Archive for September, 2010

Diddling with data

Posted on September 30, 2010 in Uncategorized

Michele Hudson and I have begun visiting faculty across campus in an effort to learn about data needs and desires. We’re diddling with data. To date, we have only visited two (and a half) people, but I have learned a few things:

  • Darwin Core – Apparently there is metadata schema used for describing biological content — Darin Core. I wonder where they got that name?
  • ease-of-use – At least one faculty member said a University-wide effort to collect and curate scientific data would be good thing, as long as the overhead of doing so was minimal.
  • evaluation – Some scientists generate data and then work with computer scientists to do the analysis and look for patterns. This seems akin to the relationship between social scientists and statisticians.
  • Google Groups – When it comes to collaboration, Google Groups & Friends was used at a tool. Consequently much of their content is save in Google’s “cloud”.
  • MBLWHOI Library – A faculty member suggested we get in touch with the librarian at the MBLWHOI Library because they are doing similar work, and “That person changed forever my perception of librarians.”
  • notebooks – Many scientists record their actions in notebooks, a la the way science was first conducted. Sometimes these notebooks are physical items, and sometimes they are digital manifestations. The physical items may benefit from digitization. The “born digital” notebooks may benefit from preservation. Everything goes into them. Data. Observations. Cogitations. In this vein, a number of software packages were brought to our attention including: YoGo and CambridgeSoft.
  • scooped – One faculty member thought the idea of sharing data enables “scooping”, the process of stealing another’s ideas. While they advocated sharing, they thought it would be better if it were brought up through the ranks and manifested in undergraduate research. This is what has essentially happened with the local implementation of the Excellent Undergraduate Research.
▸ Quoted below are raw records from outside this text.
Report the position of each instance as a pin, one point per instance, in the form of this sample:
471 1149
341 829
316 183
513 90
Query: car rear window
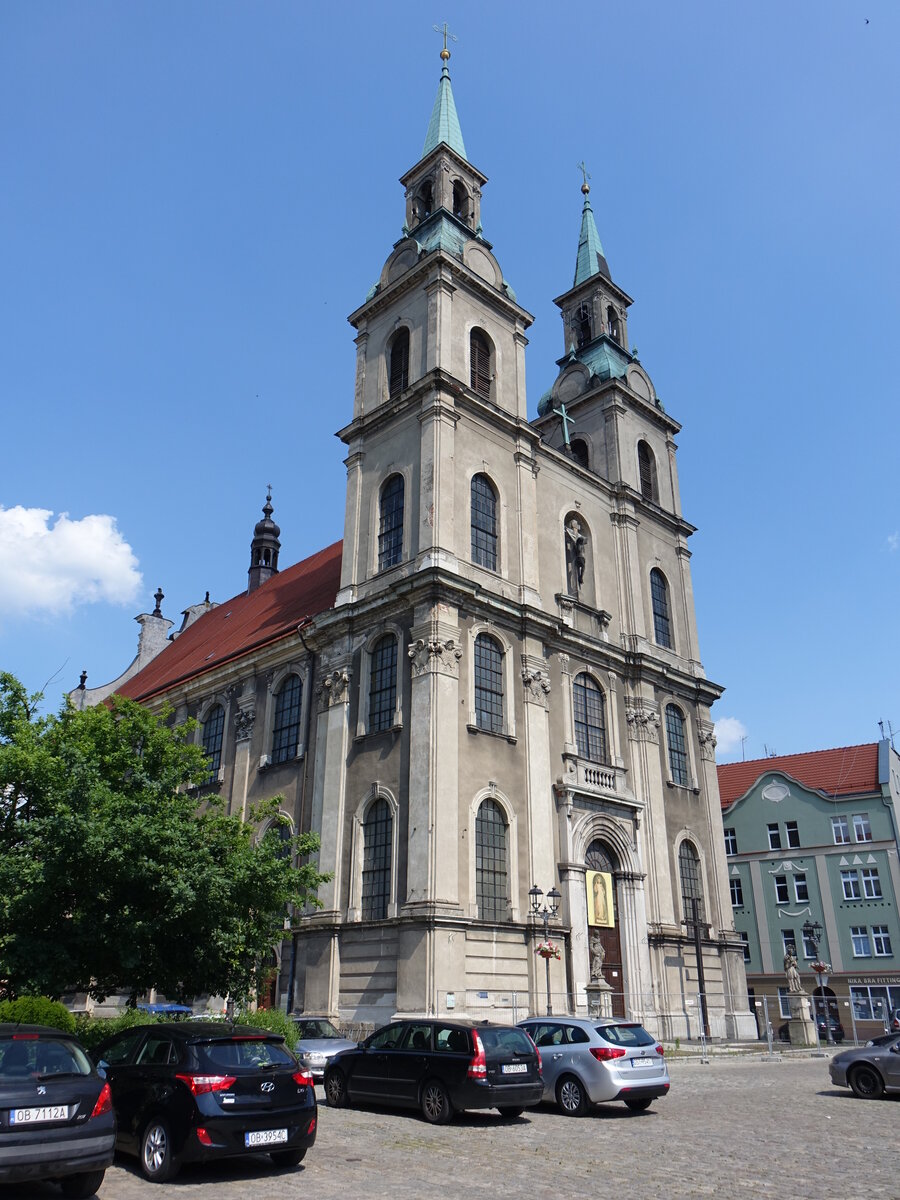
625 1035
505 1041
41 1057
246 1053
That is what I’ve learned so far. ‘More later.

Data curation in Purdue

Posted on September 23, 2010 in Uncategorized

On Wednesday, September 22, 2010 a number of us from Notre Dame (Eric Morgan, Julie Arnott, Michelle Hudson, and Rick Johnson) went on a road trip to visit a number of people from Purdue (Christopher Miller, Dean Lingley, Jacob Carlson, Mark Newton, Matthew Riehle, Michael Witt, and Megan Sapp Nelson). Our joint goal was to share with each other our experiences regarding data curation.

After introductions, quite a number of talking points were enumerated (Purdue’s IMLS project, their E-Data Taskforce and data repository prototype, data literacy, data citation, and electronic theses & dissertation data curation). But we spent the majority of our formal meeting talking about their Data Curation Profile toolkit. Consisting of a number of questions, the toolkit is intended to provide the framework for discussions with data creators (researchers, scholars, graduate students, faculty, etc.). “It is a way to engage the faculty… It is generic (modular) and intended to form a baseline for understanding… It is used as a guide to learn about the data and the researcher’s needs.” From the toolkit’s introduction:

A completed Data Curation Profile will contain two types of information about a data set. First, the Profile will contain information about the data set itself, including its current lifecycle, purpose, forms, and perceived value. Second, a Data Curation Profile will contain information regarding a researcher’s needs for the data including how and when the data should be made accessible to others, what documentation and description for the data are needed, and details regarding the need for the preservation of the data.

The Purdue folks are tentatively scheduled to give workshops around the country on the use of the toolkit, and I believe one of those workshops will be at the upcoming International Digital Curation Conference taking place in Chicago (December 6-8).

We also talked about infrastructure — both technical and human. We agreed that the technical infrastructure, while not necessarily trivial, could be created and maintained. On the other hand the human infrastructure may be more difficult to establish. There are hosts of issues to address listed here in no priority order: copyright & other legal issues, privacy & anonymity, business models & finances, workflows & true integration of services, and the articulation of roles played by librarians, curators, faculty, etc. “There is a need to build lots of infrastructure, both technical as well as human. The human infrastructure does not scale as well as the technical infrastructure.” Two examples were outlined. One required a couple of years of relationship building, and the other required cultural differences to be bridged.

We then retired to lunch and shared more of our experiences in a less formal atmosphere. We discussed “micro curation services”, data repository bibliographies, and the need to do more collaboration since our two universities have more in common than differences. Ironically, one of the projects being worked on at Purdue involves Notre Dame faculty, but alas, none of us from Notre Dame knew of the project’s specifics.

Yes, the drive was long and the meeting relatively short, but everybody went away feeling like their time was well-spent. “Thank you for hosting us!”